The direct formatting is a mess – different fonts and sizes all over the place – but the one thing all the headings have in common is that they’re in bold. The format is:
1(.) Heading 1
1.1 Heading 2
1.1.1 Heading 3
(Occasionally the dot will be missing from Heading 1, but it’s mostly there.)
There are perhaps something like 700 headings in total, which is an awful lot to go through manually. So I figured the easiest way to go through them would be regex: find all occurrences of start-of-paragraph + number(s) + dot(s) + space + text + end-of-paragraph, limit to occurrences where the whole thing is bold.
As far as I can think, this regex ought to do that for Heading 1:
^\d\.? +(.+)$
But the end-of-paragraph marker $ seems to be ignored here – it matches a whole bunch of non-heading paragraphs that happen to start with number + dot + bold text, but then continues with non-bold text, like so:
3. This is part of a list and not a heading, and only the first part is bold.
I would have expected my regex not to match that at all, since the group (.+)

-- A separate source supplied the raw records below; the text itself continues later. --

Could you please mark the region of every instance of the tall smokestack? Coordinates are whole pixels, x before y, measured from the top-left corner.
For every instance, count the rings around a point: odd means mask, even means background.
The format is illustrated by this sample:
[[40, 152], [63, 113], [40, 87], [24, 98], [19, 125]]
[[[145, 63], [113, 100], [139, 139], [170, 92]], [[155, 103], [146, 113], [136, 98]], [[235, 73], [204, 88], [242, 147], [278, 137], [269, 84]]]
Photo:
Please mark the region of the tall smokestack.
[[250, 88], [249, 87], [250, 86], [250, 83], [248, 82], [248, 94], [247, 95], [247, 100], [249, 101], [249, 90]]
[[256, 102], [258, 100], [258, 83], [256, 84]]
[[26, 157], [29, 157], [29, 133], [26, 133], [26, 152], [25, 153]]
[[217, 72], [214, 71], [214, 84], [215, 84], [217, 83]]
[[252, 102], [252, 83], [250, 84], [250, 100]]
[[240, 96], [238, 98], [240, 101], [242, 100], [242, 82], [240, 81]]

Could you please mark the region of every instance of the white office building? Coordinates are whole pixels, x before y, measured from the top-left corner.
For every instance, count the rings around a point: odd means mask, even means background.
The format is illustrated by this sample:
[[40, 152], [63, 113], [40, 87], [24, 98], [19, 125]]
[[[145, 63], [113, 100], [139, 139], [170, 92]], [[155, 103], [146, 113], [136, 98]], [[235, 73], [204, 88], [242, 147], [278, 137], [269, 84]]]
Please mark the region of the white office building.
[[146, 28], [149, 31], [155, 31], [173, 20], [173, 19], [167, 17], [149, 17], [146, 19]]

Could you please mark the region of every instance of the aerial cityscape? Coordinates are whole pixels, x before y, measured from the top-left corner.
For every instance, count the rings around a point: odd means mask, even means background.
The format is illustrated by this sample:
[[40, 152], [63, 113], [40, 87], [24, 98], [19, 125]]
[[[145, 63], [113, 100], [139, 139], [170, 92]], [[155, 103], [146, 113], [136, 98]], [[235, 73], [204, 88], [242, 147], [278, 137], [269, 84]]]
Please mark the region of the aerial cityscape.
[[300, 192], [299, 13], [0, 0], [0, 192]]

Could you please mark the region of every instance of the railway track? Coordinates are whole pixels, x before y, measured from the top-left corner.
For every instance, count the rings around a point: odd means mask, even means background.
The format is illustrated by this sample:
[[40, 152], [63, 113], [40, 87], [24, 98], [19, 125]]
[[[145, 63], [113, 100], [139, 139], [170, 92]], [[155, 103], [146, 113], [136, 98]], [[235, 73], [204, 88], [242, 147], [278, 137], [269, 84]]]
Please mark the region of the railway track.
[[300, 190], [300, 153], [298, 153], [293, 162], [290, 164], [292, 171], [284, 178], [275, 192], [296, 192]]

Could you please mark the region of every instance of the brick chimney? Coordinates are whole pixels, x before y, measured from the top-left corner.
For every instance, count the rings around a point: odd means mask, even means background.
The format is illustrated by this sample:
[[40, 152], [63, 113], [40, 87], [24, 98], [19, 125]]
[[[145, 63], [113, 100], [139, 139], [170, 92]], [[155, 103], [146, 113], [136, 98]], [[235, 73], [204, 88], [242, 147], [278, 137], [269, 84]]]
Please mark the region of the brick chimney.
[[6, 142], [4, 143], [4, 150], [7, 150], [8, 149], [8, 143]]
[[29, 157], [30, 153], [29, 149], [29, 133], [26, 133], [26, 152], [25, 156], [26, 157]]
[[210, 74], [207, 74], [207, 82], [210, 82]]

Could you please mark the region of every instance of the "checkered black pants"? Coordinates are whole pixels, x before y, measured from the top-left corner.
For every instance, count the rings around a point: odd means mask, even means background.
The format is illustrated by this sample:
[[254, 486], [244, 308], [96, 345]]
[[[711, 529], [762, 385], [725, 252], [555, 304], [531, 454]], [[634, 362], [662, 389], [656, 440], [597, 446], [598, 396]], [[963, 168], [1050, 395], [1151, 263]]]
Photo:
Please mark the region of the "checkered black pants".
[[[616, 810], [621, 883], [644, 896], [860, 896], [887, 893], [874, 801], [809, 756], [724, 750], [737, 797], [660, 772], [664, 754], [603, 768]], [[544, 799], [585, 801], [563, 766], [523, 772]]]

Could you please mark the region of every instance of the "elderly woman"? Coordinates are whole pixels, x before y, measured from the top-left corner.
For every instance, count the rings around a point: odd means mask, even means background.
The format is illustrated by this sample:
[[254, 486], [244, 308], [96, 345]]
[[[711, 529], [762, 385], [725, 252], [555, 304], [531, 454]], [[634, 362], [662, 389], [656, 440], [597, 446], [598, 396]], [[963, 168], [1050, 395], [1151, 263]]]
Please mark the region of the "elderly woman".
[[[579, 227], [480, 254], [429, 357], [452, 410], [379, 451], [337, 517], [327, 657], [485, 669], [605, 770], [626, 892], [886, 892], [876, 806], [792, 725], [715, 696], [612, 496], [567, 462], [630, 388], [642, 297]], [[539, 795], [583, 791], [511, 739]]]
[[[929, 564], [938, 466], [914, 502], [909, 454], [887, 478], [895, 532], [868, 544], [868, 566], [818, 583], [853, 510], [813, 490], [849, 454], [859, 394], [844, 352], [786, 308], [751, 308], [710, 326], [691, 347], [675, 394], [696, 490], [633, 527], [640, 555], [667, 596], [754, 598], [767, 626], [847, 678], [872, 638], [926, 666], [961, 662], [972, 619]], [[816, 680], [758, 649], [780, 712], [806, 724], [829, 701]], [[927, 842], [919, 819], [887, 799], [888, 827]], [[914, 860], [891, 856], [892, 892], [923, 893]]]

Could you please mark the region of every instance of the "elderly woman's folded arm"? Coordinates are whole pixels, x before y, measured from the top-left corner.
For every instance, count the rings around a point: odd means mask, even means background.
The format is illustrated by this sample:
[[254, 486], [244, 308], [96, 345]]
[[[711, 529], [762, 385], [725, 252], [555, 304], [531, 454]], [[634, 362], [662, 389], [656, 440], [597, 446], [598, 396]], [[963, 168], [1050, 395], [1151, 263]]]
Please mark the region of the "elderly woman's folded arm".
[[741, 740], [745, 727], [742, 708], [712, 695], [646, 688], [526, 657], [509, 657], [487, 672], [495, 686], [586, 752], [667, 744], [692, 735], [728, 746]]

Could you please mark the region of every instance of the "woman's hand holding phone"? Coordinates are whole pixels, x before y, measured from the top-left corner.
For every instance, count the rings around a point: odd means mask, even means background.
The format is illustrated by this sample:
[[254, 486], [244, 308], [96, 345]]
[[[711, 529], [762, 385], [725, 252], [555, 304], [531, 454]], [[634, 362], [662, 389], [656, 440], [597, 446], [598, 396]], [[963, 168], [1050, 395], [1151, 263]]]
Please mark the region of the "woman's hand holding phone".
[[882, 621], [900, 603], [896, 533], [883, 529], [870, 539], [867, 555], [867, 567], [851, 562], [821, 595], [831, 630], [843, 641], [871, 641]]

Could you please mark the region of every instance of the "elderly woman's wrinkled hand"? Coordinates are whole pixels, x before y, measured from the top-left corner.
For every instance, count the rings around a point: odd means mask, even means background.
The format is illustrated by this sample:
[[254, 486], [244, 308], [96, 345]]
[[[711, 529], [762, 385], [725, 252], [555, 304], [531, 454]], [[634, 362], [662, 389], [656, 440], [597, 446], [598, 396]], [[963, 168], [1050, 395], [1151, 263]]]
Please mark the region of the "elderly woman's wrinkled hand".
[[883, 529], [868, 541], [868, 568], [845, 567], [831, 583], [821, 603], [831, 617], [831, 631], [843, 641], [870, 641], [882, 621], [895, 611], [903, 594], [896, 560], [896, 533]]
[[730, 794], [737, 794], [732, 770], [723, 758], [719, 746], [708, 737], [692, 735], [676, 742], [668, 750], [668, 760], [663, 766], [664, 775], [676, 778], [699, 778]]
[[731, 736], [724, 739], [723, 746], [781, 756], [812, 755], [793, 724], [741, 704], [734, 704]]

with bold formatting does not appear right before the end of the paragraph.
What gives? How can I make LibreOffice’s regex engine match only cases where the formatting applies to the entire paragraph, up until the end-of-paragraph marker?
Also, when I replace the text with $1
, which I would think ought to be the first matched group, (.+)
, i.e., any text that comes after number + dot + space, what it does rather puzzles me: it leaves the entire paragraph intact, i.e., doesn’t change anything in the text itself, but resets all formatting completely, removing direct formatting and applying Default Style instead of whatever style was applied before. Huh?